Il lungo viaggio di Persefone tra Locri, Taranto e Berlino

Inizia con il curioso caso della Persefone in Trono la rubrica dedicata a quello che succede dietro alle opere d’arte. La statua in marmo capolavoro della scultura greca – datata intorno al 480 a.C. – fa ancora parlare di sé, accendendo i dibattiti di studiosi e appassionati sulla sua effettiva provenienza, Locri Epizefiri o Taranto? Intanto la dea irradia il suo sorriso laconico nell’Altes Museum di Berlino. A quanto pare per molto, molto tempo ancora.

Per tutti coloro che credono che l’arte antica sia ormai materia placida e bidimensionale, figlia di una storia lontana e noiosa, arriva il racconto di questa vicenda.

Un episodio singolare, ma purtroppo non insolito, di un giallo che accompagna segretamente tanti pezzi dell’arte antica e soprattutto magnogreca sparsi per il mondo. Una diaspora, quella dei reperti archeologici del Sud Italia, che stentiamo a seguire e ricostruire.                          
Chissà quali e quante meraviglie non solo hanno dimorato, ma hanno anche preso forma dalle mani di grandi artisti che vivevano tra le pendici e le sponde sulle quali ora noi stessi posiamo lo sguardo distrattamente, forse disegnando visi le cui fattezze portiamo nei nostri geni.

Dea 1 Persefone, marmo pario, V sec. a.C., Altes Museum, Berlino – Ph. Jean-Pierre D’Albéra CCBY2.0

LA STORIA E LA LEGGENDA

Sulla punta dell’iceberg delle storie emerse nel mare delle vendite clandestine, del disinteresse delle istituzioni, della scarsa lungimiranza e del disamore per la propria terra resiste questa regale e insieme dolcissima figura femminile. Un racconto rocambolesco, ancora in parte nella nebbia. La storia parte da Taranto, dove la statua fu rinvenuta durante scavi edili o invece parte da più lontano, nel cuore della Locride? Così credono il professor Vincenzo Casagrandi, gli scrittori Gaudio Incorpora e Pino Macrì e l’archeologo Paolo Orsi. Noi vogliamo includere questa parte nel nostro racconto, perché sembra credibile, perché Corrado Alvaro ci ha scritto su un bellissimo romanzo che è Mastrangelina e perché un’avventura come questa non può che iniziare con un viaggio segreto in mare. 

La statua di Persefone parla ormai tedesco, dopo più di cento anni sul suolo berlinese. Proprio l’imperatore l’ha strappata per un soffio nientemeno che al Louvre. Ma, nella pratica, come ci è arrivata?

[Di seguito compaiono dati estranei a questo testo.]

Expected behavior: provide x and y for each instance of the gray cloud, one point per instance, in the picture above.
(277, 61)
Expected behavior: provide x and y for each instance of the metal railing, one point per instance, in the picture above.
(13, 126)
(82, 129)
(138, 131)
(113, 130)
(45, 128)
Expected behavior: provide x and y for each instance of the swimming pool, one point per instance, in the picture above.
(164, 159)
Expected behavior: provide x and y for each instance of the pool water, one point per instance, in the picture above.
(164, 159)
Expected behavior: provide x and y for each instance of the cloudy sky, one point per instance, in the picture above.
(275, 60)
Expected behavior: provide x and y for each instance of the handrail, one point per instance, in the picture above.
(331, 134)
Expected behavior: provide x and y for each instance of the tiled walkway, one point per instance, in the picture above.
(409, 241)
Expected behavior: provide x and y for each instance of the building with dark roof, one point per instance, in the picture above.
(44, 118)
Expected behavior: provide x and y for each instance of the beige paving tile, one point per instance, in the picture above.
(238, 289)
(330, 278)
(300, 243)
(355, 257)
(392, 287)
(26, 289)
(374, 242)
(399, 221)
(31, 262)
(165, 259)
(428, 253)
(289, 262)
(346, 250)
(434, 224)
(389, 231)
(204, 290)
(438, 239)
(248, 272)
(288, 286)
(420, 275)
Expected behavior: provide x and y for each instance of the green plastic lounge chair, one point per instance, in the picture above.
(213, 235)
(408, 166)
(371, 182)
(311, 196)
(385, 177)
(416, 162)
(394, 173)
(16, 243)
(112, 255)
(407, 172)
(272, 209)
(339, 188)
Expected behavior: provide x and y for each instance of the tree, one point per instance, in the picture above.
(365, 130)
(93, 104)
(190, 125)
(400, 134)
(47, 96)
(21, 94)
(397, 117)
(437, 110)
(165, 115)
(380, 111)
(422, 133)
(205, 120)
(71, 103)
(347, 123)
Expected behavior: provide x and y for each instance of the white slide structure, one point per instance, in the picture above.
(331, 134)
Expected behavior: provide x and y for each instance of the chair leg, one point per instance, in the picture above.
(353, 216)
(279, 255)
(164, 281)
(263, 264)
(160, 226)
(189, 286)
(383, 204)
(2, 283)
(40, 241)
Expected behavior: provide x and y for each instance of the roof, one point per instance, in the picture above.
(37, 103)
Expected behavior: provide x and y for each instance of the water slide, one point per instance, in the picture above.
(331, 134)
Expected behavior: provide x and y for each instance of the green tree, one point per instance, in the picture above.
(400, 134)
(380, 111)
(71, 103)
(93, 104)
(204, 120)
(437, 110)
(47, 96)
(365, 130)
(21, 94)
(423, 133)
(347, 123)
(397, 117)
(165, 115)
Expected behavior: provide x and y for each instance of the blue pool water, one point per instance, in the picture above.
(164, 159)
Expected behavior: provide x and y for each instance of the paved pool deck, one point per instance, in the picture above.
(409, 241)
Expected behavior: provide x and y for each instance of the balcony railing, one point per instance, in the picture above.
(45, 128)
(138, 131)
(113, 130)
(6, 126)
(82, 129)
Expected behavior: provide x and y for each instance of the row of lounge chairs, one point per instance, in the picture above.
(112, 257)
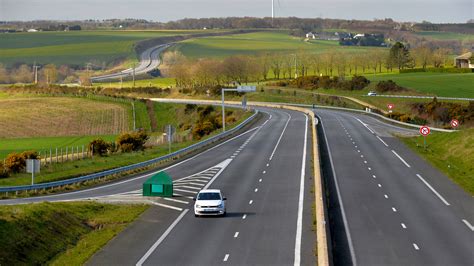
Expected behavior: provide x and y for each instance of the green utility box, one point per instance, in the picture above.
(159, 185)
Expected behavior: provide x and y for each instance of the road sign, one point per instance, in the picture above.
(246, 88)
(454, 123)
(425, 131)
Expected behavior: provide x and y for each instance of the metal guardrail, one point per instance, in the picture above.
(129, 167)
(421, 97)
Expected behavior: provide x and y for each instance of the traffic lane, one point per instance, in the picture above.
(189, 166)
(459, 200)
(369, 222)
(268, 237)
(211, 233)
(436, 230)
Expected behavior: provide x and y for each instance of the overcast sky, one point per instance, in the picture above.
(166, 10)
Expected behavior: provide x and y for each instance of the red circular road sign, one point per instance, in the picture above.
(424, 130)
(454, 123)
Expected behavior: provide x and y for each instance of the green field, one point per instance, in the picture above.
(255, 43)
(439, 84)
(452, 153)
(74, 47)
(60, 233)
(439, 35)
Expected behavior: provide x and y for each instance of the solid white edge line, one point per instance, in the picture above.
(468, 224)
(299, 220)
(386, 145)
(401, 159)
(162, 237)
(432, 189)
(344, 218)
(281, 135)
(150, 174)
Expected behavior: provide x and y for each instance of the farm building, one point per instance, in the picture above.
(464, 61)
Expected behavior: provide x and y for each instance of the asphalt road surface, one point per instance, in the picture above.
(266, 176)
(389, 206)
(149, 60)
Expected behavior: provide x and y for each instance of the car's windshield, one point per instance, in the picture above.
(209, 196)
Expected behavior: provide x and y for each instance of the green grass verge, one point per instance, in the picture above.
(60, 233)
(452, 153)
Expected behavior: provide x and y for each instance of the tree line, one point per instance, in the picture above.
(208, 73)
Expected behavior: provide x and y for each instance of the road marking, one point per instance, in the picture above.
(162, 237)
(344, 218)
(175, 200)
(184, 190)
(401, 159)
(365, 125)
(166, 206)
(386, 145)
(468, 224)
(432, 189)
(281, 135)
(299, 221)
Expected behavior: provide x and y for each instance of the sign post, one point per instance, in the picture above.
(390, 107)
(454, 123)
(425, 131)
(238, 89)
(33, 166)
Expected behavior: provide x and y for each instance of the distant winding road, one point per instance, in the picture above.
(149, 60)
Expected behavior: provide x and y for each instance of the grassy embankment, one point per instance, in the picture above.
(452, 153)
(76, 47)
(60, 233)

Dea 2 Persefone, marmo pario, V sec. a.C., Altes Museum, Berlino – Ph. Jean-Pierre D’Albéra CCBY2.0

Passando per la Svizzera la statua è stata, infine, venduta al governo tedesco. Sulla didascalia in calce alla dea, esposta prima al Pergamon e poi all’Altes Museum, vi è l’iscrizione Ritrovata a Taranto o Locri e nel dubbio si chiude la questione, se non fosse che nel 2016, a dibattito ancora aperto, il museo berlinese ha pensato di inoltrare simbolicamente a Taranto una copia fedele dell’opere scansionata al laser. 

Due volte rapita, recita il titolo di un libro che si occupa della cosa e che propugna la provenienza calabrese, ma nel nostro racconto poco importa il campanilismo, tanto Taranto quanto Locri rappresentano due luoghi che la storia ha reso più che parenti.

LA RIFLESSIONE

Quanti la conoscono? Quanti l’hanno dimenticata? Quanti tesori, usciti dalla terra sulla quale camminiamo, sono ora nell’oblio? Sottostimiamo semplicemente la portata del valore di questo patrimonio? 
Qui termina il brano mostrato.